Netbooks are great. No, really, they are. Cheap, highly portable, and practically disposable, these little computers have pushed many schools farther towards really favorable student-computer ratios than just about any device. And whether they're Dell's latest Latitude 2110, Intel's Classmate, or anything in between, we've seen that they can work very well for students and teachers.
That being said, there are plenty of times when they simply don't cut the mustard. I started typing this on something of an un-netbook, the Lenovo X100e. While it looks and feels like a netbook in many ways, the dual-core Neo processor and NVidia graphics make it pretty tolerable as a daily machine. It also can't be had for the rock bottom prices of the average netbook, but its full-sized keyboard and 11" screen make it worth the price (Amazon sells the model I've been using for around $500).
Notice, however, that I said I started typing this on the X100e (which, I should add, has been my primary computer for a couple of months now). Then my MacBook Pro arrived. I'm not typing on the X100e anymore.
This isn't to say that the Lenovo isn't a great ultraportable. It really is perfect for what it does. It travels well, it's durable, it has a great keyboard, and performance is tolerable for daily use. However, given the choice between tolerable and really fast, or between a usable screen and 15 inches of high-res anti-glare glory, I'm going to opt for the latter. I'm sure I'll regret that the next time I'm on my way to New York and I'm missing 3 pounds of Lenovo lightness easily cradled on my lap, but the performance tradeoffs are now such, given that I spend as much as 15 hours a day on my computer, that I can live with the feel of warm aluminum on my lap and the glares of other train riders between whom I'm squeezed.
That's me, though. I'm a professional writer and content creator. I can justify the cost of the MBP (and, to be honest, my wife would beg to differ with you). By leveraging the low cost of entry represented by netbooks, schools can get many more computers into many more hands, making 1:1 not only possible, but more realistic than it has ever been. Younger kids in particular can benefit from netbooks that are sized perfectly for smaller hands, smaller backbacks, and smaller spaces, not to mention low costs and increasingly ruggedized features that make the computers OK for even the most accident-prone of children.
What happens, though, when kids move out of that K-6 ideal age group for netbook deployments? While students through grade 8 can certainly benefit from a well-designed deployment of netbooks (especially with dual-core Atoms on the way and solid solutions from the likes of Dell and Lenovo), it isn't hard to make a case for a different approach as kids get older.
I'm not suggesting that 8th graders really need MacBook Pros. Or even MacBooks, for that matter. However, if budgets are sufficiently constrained to make netbooks the only viable option for your secondary school students, then it's time to think about how else you might spend the money earmarked for those 200 HP Mini 100s.
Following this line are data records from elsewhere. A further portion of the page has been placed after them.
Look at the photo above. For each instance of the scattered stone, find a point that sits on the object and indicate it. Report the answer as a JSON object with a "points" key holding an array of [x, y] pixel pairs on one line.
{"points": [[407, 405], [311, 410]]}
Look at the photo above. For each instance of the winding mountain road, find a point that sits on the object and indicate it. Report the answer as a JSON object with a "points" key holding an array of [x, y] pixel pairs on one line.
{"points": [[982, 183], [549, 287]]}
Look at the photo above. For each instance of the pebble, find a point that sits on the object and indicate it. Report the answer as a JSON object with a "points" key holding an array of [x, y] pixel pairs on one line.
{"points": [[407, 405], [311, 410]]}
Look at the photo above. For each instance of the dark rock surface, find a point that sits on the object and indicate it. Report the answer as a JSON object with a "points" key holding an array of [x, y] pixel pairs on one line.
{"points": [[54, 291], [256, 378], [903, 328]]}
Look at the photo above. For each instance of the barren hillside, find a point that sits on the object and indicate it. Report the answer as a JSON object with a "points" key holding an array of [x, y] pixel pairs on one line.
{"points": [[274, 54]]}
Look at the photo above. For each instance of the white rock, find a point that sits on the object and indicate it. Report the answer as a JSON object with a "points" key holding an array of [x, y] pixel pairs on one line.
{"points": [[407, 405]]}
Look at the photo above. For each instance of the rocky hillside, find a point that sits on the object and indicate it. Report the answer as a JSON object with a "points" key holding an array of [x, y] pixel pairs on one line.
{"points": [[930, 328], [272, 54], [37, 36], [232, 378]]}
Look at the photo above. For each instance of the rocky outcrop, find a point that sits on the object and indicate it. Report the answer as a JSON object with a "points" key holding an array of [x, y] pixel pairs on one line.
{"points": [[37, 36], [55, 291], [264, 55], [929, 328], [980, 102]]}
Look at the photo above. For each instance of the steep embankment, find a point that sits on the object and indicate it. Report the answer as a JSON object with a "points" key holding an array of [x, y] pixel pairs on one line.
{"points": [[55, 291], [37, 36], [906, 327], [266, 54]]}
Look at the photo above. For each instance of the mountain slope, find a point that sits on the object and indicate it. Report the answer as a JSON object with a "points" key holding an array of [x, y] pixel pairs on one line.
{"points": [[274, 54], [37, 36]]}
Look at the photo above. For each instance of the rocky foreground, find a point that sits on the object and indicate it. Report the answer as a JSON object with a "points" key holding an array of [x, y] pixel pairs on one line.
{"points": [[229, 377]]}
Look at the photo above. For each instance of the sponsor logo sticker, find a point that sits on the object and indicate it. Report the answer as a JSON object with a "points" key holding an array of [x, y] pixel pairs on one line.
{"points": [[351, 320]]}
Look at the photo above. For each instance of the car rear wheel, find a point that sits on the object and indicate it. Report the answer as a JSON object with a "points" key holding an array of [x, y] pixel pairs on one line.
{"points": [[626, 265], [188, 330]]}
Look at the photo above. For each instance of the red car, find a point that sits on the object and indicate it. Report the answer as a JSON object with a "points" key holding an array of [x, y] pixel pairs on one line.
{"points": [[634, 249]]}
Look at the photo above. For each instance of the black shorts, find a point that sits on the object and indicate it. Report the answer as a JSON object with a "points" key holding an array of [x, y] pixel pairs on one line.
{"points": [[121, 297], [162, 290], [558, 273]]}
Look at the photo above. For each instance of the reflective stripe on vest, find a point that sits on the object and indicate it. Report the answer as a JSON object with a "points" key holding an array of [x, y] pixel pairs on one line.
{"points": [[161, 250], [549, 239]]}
As I type this on the perfectly-spaced keyboard of my new MacBook with a Windows VM running at the same time as a couple of web browsers and iMovie happily encoding video, all at speeds that the X100e couldn't match with just Windows and Office running natively, I can't help but think that the netbook, when shoehorned around requirements and needs in the name of cost may not be the best use of those scarce resources.
Chances are, the emerging class of ultraportables like the X100e will meet the needs of older students very well without adding too much cost to the bottom line. But what happens when even $250 per student for a basic netbook is a stretch? $250 a student for 200 students is $50,000. At a minimum, that represents 10 high-end interactive whiteboards with integrated projectors, sound, and a netbook of their own. $50,000, could therefore buy a smartboard for every classroom in which those students learn every day and most likely pay for the professional development to train teachers to use them well.
$50,000 could buy 4 computer labs that are centrally managed and energy efficient, using solutions from Wyse or NComputing.
$50,000 could buy new projectors, screens, and interactive response systems for every classroom, enabling ongoing formative assessment. There would be money left over for training so that all teachers would fully understand the power of regular, immediate feedback.
$50,000 would install computing centers in every room with 7-8 stations taking advantage of Windows Multipoint Server or Edubuntu.
$50,000 would install servers running student information systems, learning management systems, and library systems, with training and initial setup included from any number of companies that act as value-added resellers for open source school solutions.
I'm sure you get the point. One could argue that any of the items I noted above could have as great or greater an impact as a 1:1 solution that isn't appropriate for a given age group or simply isn't implemented well.
When money is tight, but a school is committed to transforming education with and through technology, 1:1 (whether with netbooks or otherwise) is hardly the only means available. For many schools and students, 1:1 is the way to go. However, there is no shame in setting aside an unsustainable or poorly implemented 1:1 initiative in favor of other disruptive technologies that contribute directly to student achievement.